Dans le passé les Touaregs étaient loin d’avoir une position défavorable. Avant la colonisation française, ils étaient même les seuls, avec les Ethiopiens, à disposer de leur propre écriture et ils contrôlaient le commerce caravanier et d’immenses troupeaux. Avant la colonisation française – je renvoie encore à Géopolitique, constantes et changements dans l’Histoire ouvrage dans lequel j’analyse les mécanismes par lesquels la la colonisation a abouti à l’inversion des rapports de force entre les ethnies traditionnellement dominantes et celles qui étaient dominées-, ce sont les Touaregs qui razziaient les Noirs d’Afrique et les Maliens redécouvrent aujourd’hui cette vérité. La vérité est que la colonisation a souvent été un cadre pacificateur (on parlait d’ailleurs de pacification) et protecteur pour les ethnies dominées d’Afrique noire. Elle a en revanche été une catastrophe et une perte de puissance pour les ethnies anciennement dominantes. En refusant, par exemple, l’école française de la colonisation, les Touaregs ont créé eux-mêmes, au moment des indépendances, les conditions de leur marginalisation au profit des Noirs.

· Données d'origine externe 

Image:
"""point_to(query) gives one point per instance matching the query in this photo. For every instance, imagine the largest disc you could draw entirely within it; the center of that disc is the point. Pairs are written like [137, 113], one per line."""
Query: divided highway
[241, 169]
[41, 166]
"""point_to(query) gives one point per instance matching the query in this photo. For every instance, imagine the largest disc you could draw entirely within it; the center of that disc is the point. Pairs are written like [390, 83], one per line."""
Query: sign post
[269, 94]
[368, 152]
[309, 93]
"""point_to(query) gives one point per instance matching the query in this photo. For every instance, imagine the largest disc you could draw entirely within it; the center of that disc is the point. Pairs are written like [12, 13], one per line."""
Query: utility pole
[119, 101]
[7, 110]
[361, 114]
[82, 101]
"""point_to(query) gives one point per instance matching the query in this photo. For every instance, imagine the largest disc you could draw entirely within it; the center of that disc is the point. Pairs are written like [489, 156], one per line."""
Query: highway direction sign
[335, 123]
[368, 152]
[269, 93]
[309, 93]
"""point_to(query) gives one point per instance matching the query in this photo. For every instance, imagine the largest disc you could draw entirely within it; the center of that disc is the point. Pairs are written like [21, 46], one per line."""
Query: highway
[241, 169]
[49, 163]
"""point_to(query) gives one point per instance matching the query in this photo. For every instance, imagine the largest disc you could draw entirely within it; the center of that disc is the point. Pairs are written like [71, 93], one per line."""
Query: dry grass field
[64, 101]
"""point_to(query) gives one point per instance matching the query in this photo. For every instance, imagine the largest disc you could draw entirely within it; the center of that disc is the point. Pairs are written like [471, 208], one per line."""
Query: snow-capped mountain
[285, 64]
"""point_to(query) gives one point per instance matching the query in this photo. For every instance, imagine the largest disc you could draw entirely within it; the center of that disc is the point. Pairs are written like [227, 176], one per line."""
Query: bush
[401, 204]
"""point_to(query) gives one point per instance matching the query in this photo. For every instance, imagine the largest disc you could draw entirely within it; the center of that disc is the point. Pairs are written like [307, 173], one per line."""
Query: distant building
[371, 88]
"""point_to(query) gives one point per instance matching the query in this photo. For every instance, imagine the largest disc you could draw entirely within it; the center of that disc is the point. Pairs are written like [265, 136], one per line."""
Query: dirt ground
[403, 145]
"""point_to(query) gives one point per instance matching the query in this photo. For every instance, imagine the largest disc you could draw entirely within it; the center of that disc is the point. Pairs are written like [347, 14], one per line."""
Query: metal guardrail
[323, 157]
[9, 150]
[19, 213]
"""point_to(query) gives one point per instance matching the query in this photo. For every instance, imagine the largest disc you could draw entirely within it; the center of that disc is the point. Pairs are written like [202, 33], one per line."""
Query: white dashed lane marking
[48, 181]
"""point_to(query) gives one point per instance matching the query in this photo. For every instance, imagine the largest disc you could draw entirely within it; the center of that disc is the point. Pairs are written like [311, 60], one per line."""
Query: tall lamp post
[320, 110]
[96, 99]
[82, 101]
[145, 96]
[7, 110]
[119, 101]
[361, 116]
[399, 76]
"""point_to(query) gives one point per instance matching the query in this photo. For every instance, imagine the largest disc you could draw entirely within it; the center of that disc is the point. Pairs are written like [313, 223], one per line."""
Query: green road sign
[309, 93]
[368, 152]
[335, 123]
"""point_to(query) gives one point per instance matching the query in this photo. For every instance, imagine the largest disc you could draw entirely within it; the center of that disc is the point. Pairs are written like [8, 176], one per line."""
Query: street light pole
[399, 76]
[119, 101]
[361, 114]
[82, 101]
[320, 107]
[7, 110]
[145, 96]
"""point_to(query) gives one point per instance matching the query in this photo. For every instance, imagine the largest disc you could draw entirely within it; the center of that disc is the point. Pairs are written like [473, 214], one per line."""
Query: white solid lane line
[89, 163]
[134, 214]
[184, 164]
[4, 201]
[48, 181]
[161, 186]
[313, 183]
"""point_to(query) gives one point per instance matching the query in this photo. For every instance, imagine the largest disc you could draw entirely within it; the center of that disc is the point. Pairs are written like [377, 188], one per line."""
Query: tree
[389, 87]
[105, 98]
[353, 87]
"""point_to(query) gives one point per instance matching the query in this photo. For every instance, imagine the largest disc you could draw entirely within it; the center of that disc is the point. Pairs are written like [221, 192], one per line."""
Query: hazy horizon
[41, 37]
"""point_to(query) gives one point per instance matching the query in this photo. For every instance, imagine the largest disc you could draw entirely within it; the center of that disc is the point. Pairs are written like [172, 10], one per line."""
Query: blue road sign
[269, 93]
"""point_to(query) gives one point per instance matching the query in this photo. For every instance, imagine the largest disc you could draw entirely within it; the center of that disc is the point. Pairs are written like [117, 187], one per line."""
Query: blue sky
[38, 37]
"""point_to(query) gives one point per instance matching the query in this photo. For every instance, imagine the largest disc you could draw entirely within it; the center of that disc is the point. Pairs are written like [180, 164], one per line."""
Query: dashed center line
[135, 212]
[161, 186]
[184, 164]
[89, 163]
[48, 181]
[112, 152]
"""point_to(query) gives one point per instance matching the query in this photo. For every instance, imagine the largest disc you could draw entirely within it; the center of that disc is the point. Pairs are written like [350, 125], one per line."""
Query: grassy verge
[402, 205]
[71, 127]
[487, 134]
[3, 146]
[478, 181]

Lorsque s’effondre ce cadre de la Guerre froide qui avait gelé tant de conflits identitaires dans les États, les Touaregs relèvent la tête et entrent en rébellion au Niger et au Mali. Finalement en 2009, des accords de paix aboutissent théoriquement à un décentralisation des régions touaregs assortie d’une large autonomie de gestion. Comme ces accords ne sont pas appliqués, plusieurs ex-leaders touaregs qui avaient été intégrés dans l’armée maliennes désertent. Le problème est d’autant plus grave que les Américains (je reviendrai sur ce point capital), dans le cadre de leur coopération militaire anti-terroriste avec le Mali et avec de nombreux autres États de la zone (la Pan Sahel Initiative qui deviendra la TSCI), ont souvent choisi de s’appuyer sur des officiers touaregs – avaient-ils une idée machiavélienne derrière la tête ou agissaient-ils ainsi de manière pragmatique parce qu’ils constataient que les Touaregs sont les meilleurs combattants?

Dans cette affaire la chute de Kadhafi, voulue et provoquée, faut-il le rappeler, par la présidence de Nicolas Sarkozy en accord avec les Américains et les Anglais, est directement à l’origine de ce qui se passe aujourd’hui au Nord-Mali. Lorsque les forces kadhafistes s’effondrent, les centaines de Touaregs du MNLA qui combattaient à leurs côtés rentrent précipitamment au pays lourdement armés et rallument la flamme combattante du séparatisme. En janvier 2012, la rébellion touareg, dont la composante essentielle est le MNLA, demande explicitement l’indépendance du Nord-Mali et passe à l’offensive.

Depuis, le MNLA a été dépassé militairement par les trois groupes islamistes (Ansar Dine, Mujao et AQMI) mais il conserve pourtant le gros des effectifs car seule une petite fraction de ses membres a rallié Ansar Dine.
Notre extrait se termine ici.